First, reader, let me point out the obvious: Any test of an HTTP server is, at best, synthetic. Synthetic in this context means problematic. Keeping this in mind, we will continue.

The tests will be done using wrk a modern HTTP benchmarking tool; the test are being run to mimic the tests used in the TechEmpower benchmarks

The command we use for testing is the following:

wrk -t2 -c100 -d60s --latency -s pipeline.lua   http://127.0.0.1:8080/

This command sends requests nonstop for 60 seconds using 100 connections, the keep-alive feature discussed above, and HTTP pipelining.

First, we test nginx as a reference. nginx is tested using the following configuration:

worker_processes  1;

events {
    worker_connections  1024;
    use kqueue;
    multi_accept on;
}

http {
    include       mime.types;
    default_type  application/octet-stream;
    
    sendfile       on;
    tcp_nopush     on;
    tcp_nodelay    on;
    
    keepalive_timeout  65;

    open_file_cache max=200000 inactive=20s;
    open_file_cache_valid 30s;
    open_file_cache_min_uses 2;
    open_file_cache_errors on;

    server {
        listen       8080;
        server_name  localhost;

        location / {
            root   html;
            index  index.html index.htm;
        }

        error_page   500 502 503 504  /50x.html;
        location = /50x.html {
            root   html;
        }
    }
    include servers/*;
}

The configuration specifies one worker process and serves up a static HTML page.

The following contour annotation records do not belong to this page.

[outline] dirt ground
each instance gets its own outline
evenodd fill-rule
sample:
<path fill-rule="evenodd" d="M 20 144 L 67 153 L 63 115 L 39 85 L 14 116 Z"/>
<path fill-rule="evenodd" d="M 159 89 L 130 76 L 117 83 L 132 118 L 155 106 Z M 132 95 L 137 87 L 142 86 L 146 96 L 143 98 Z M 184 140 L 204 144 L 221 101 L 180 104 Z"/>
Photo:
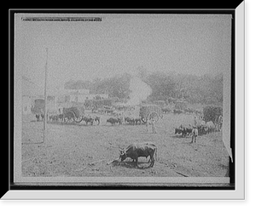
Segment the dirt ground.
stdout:
<path fill-rule="evenodd" d="M 192 123 L 189 114 L 164 115 L 156 123 L 157 134 L 147 133 L 145 125 L 84 123 L 48 123 L 44 143 L 43 122 L 22 123 L 22 175 L 68 177 L 224 177 L 228 176 L 229 157 L 222 141 L 222 133 L 191 137 L 174 134 L 174 127 Z M 136 168 L 127 158 L 123 163 L 108 164 L 119 157 L 119 149 L 133 142 L 152 142 L 157 145 L 157 159 L 153 168 L 145 157 Z M 36 143 L 36 144 L 35 144 Z"/>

We will time nginx with the configuration set to 1 worker process and the configuration set to auto, making the entire machine available.

To create a, at least, apples-to-apples comparison, we time the FreshQL server in two modes. We start by timing FreshQl serving up the same static page as nginx, and then time it serving the dynamic frontpage of this site. We do this to stress exactly how much faster the freshql server is.

Results

Nginx

Firstly, let’s use Nginx as a benchmark. In the benchmark, nginx is serving the Nginx welcome page. [updated based on optimized configuration]

	Nginx(single)	Nginx(Multi)
Request/Second	168,318.44	285,964.01
Transfer rate MB/s	136.92	232.63

We see that nginx does about 168k requests per second on a single core and 285k when allowed to use all the machine’s cores. I am surprised that allowing Nginx to use all the cores only resulted in a doubling of the throughput.

Freshql

When testing FreshQL, we first test it with the same static page as nginx served up and then with the freshql.ai front page.

	FreshQL(simple)	FreshQL(complex)
Request/Second	1,748,610.45	200,979.72
Transfer rate MB/s	1340	3140

I want to stress once again that FreshQL is made to be single-threaded, and when profiling is mainly constrained by the OS when serving up the simple website.

In short, it is shown that even when Nginx is optimized, a large amount of performance remains unlocked. From profiling, we can also see FreshQL’s main bottlenecks in executing send/receive. As a fun note, the top three functions with respect to CPU cycles are send/recv and ‘sscan’, with scan being used to detect the requested resource in the initial HTTP request line.

In conclusion:

When presented with similar resources, this single-threaded beast delivers more than 10x the throughput of an optimized Nginx. If we look at other benchmarks, we see that most high-performance web servers struggle to squeeze 7 million requests/second out of a 28-threaded high-end CPU in simple benchmarks—FreshQl gets almost a third of that from a single CPU core. I believe most software is made with blind faith that “good software is about tradeoffs,” but no idea what the tradeoffs are remains true.

In this write-up, I have, as you may have noticed, very much glossed over the rendering of the websites. I have referenced how the server has a template system, and how this template system generates the websites. I will dive deeper into this templating system at a later time, for now, all I will say is that rendering the templates to the the output buffer is currently where about half the CPU time is being spent, and that optimizing the rendering engine should most likely prove a significant speed-up.